Data Preparation
About 721 wordsAbout 2 min
2026-04-20
This section introduces how to convert raw PDF documents into a data format that can be used by DataFlow-KG operators. In other words, when facing PDFs with complex structures and inconsistent formatting, we need to perform text extraction, content normalization, and chunking so as to obtain standardized input suitable for downstream knowledge cleaning, QA construction, or training data generation. We inherit DataFlow’s PDF processing pipeline.
1. Overall Workflow
When using DataFlow-KG operators in practice, raw PDF files usually cannot be directly processed. Common reasons include:
- Documents contain multiple types of content, such as titles, main text, headers and footers, tables, and image captions;
- Different PDFs have very different layouts, and directly extracted text often contains substantial noise;
- A single document is usually too long to be fed directly into downstream operators;
- There is no unified data format, making it difficult to chain cleaning, extraction, graph construction, or QA workflows.

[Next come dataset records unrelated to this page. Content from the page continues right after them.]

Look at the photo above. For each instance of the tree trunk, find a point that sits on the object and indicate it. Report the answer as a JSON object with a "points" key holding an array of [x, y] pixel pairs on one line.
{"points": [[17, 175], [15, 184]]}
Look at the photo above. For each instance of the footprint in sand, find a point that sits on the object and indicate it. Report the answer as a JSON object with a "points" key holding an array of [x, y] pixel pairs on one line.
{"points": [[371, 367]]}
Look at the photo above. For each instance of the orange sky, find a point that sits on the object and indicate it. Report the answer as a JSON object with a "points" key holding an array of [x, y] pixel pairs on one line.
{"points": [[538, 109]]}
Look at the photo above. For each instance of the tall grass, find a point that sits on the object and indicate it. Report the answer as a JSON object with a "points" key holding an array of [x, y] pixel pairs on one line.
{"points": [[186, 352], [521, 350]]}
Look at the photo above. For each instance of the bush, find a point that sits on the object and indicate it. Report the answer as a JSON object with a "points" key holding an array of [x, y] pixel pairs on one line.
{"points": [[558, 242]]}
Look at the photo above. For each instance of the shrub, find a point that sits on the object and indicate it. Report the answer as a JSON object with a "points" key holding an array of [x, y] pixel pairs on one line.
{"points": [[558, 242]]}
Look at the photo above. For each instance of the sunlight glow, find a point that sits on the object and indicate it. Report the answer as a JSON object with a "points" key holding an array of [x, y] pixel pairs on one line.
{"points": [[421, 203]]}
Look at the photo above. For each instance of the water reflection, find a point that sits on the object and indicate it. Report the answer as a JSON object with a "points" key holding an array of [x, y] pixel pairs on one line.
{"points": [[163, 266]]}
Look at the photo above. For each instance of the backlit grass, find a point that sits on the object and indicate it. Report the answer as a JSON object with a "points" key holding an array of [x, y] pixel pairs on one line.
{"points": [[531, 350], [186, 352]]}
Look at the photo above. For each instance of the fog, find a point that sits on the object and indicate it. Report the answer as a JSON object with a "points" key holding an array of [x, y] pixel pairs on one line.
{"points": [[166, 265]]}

We inherit DataFlow’s processing pipeline for PDF documents. Here, PDF processing is typically divided into two steps:
- Information Extraction: Use
FileOrURLToMarkdownConverterLocalto call MinerU and convert the raw PDF into Markdown. - Text Chunking: Use
KBCChunkGeneratorto split long text into smaller segments and output them in JSON format for subsequent processing.
The advantage of this approach is that it first converts heterogeneous PDFs into relatively well-structured Markdown, and then chunks the text by token, character, sentence, or semantic unit, making downstream retrieval and knowledge base construction more convenient.
Raw PDF -> Unified Text Representation -> Processable Text Chunks
2. Installation and Environment Setup
PDF extraction in this system depends on the MinerU model, which needs to be installed separately as follows:
conda create -n dfkg python=3.10
conda activate dfkg
git clone https://github.com/OpenDCAI/DataFlow-KG.git
cd DataFlow-KG
pip install -e .
pip install 'mineru[all]'You can also run the MinerU model locally using the following commands:
mineru-models-download --help
mineru-models-downloadAfter installation, MinerU can be called locally to recognize and parse PDF files.
Notes:
2.1 Select a Download Source
Available sources include:
huggingfacemodelscope
The documentation recommends modelscope, since the download experience is usually more stable.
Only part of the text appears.